Merchant of the Skies is one of those games where you sail/fly around a map to buy things where they’re cheap to sell them where they’re expensive in order to buy bigger ships and reach more distant locations. As the name suggests, it takes place in a floating archipelago and you have an airship to huck your goods around in. Its distinguishing feature is that it has significant base-building elements. As you explore the (randomly generated) map, you can find the standard collection of cities selling goods, but also several uninhabited islands that have some kind of resource on them: Wheat, wood, stone, whatever. You can build a little base to harvest the resource, and other buildings to process that resource, turning sand into glass into bottles and then supplying an alchemist with both bottles and apples to make apple cider or else with both bottles, tea leaves, and flowers to make medicine. Once you’ve rebuilt the lighthouse and figured out how to build your own recharging towers (all the airships are powered by electricity, even though they’ve got propellors and balloons and stuff) you can buy boats and program them to run routes to do things like ferry your glass bottles from the sand pit where they’re created to the apple orchard where you’ve built an alchemist to turn them into cider, then have the same ship pick up the finished cider to deliver to an inn for profit.
This is a cool idea, although the execution leaves something to be desired.
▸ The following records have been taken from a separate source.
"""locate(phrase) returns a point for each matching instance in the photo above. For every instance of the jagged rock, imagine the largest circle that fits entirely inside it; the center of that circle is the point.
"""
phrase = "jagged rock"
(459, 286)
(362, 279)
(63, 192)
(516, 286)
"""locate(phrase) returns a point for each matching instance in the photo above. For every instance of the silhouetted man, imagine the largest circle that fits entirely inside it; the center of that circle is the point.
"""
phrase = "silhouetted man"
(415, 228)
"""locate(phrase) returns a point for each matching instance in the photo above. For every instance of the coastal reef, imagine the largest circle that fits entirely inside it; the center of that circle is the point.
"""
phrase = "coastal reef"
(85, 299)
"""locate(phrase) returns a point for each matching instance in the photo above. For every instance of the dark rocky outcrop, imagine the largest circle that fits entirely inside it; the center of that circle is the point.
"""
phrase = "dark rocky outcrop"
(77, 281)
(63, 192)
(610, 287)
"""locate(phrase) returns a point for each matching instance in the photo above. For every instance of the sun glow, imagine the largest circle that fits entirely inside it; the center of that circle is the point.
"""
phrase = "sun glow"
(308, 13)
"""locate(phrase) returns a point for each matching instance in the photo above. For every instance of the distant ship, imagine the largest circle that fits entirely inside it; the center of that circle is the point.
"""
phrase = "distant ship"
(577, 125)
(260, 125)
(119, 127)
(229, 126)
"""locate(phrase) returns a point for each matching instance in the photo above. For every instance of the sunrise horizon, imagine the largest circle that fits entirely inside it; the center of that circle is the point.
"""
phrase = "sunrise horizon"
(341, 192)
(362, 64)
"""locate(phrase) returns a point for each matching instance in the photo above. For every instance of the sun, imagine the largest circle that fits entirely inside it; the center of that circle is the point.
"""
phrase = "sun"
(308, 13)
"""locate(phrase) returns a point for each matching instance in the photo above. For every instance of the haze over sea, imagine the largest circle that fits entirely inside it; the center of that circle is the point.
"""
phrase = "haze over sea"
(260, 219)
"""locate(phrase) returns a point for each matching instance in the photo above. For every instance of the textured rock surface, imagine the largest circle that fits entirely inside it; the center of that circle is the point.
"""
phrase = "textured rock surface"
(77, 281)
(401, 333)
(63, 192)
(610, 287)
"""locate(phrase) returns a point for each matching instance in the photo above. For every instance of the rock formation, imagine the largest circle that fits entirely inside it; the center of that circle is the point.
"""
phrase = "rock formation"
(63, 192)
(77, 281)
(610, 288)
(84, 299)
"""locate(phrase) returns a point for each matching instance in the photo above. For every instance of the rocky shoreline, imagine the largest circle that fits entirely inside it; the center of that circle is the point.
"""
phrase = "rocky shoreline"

Almost no one sells any resources above the first tier. You can buy and sell sand and wood, but not glass or lumber. If you want to make a killing from your base-building, you have to find a gem island and set up a mine, because gems are a tier 1 resource that regular towns buy but also super valuable. Some higher-tier resources remain useful for the whole game because of how common they’re used for base building, chiefly lumber and bricks, and there’s a set of four (depending on difficulty setting) inns on the map that you can keep supplied with bread (baked from flour that’s ground up from wheat, making it a tier 3 resource) and apple cider (made from glass bottles and apples, making it a tier 4 resource).
Others, however, are useful exclusively for a specific side quest that calls for them: Iron gears are used to repair a lighthouse, which means you need exactly 20 of them ever in the whole game and can pretty much shut down your whole iron gear production facility after you get them. There’s a side quest to deliver two bottles of medicine early-ish in the game, but it hints that you should track down the wise men on their giant flying turtle and buy it from them rather than try to manufacture it for yourself, and medicine will never be useful again, despite being probably the single hardest resource to create in the game. The game really would’ve benefited from somewhere to send your iron gears and medicine (and maybe also bricks and lumber) in the endgame, the way inns take bread and apple cider at a steady rate forever. This is especially true since you can’t just sell these high-tier resources at regular towns, so there’s absolutely no point in making them outside of satisfying quest requirements.
The game also has no combat, which I am pretty confident was an intentional choice on the part of the developer. That’s not a criticism, just something I found worth pointing out, since if I didn’t, someone might reasonably assume there’s some kind of simple system for fighting off pirates and engaging in piracy yourself, because that’s the standard for these games. Closest thing is that there’s a giant octopus who will show up and challenge you to a game of musical Mastermind and mug you if you lose.
If you want one of these ship-trade-y kinds of games with base building and resource harvesting elements, then Merchant of the Skies is the entire genre so there’s nowhere else to go. It does ultimately deliver on both flying around buying and selling stuff and on building up little resource colonies and production chains, and it ties those two gameplay elements together seamlessly, so despite its flaws I do recommend it to anyone who thinks that sounds like fun.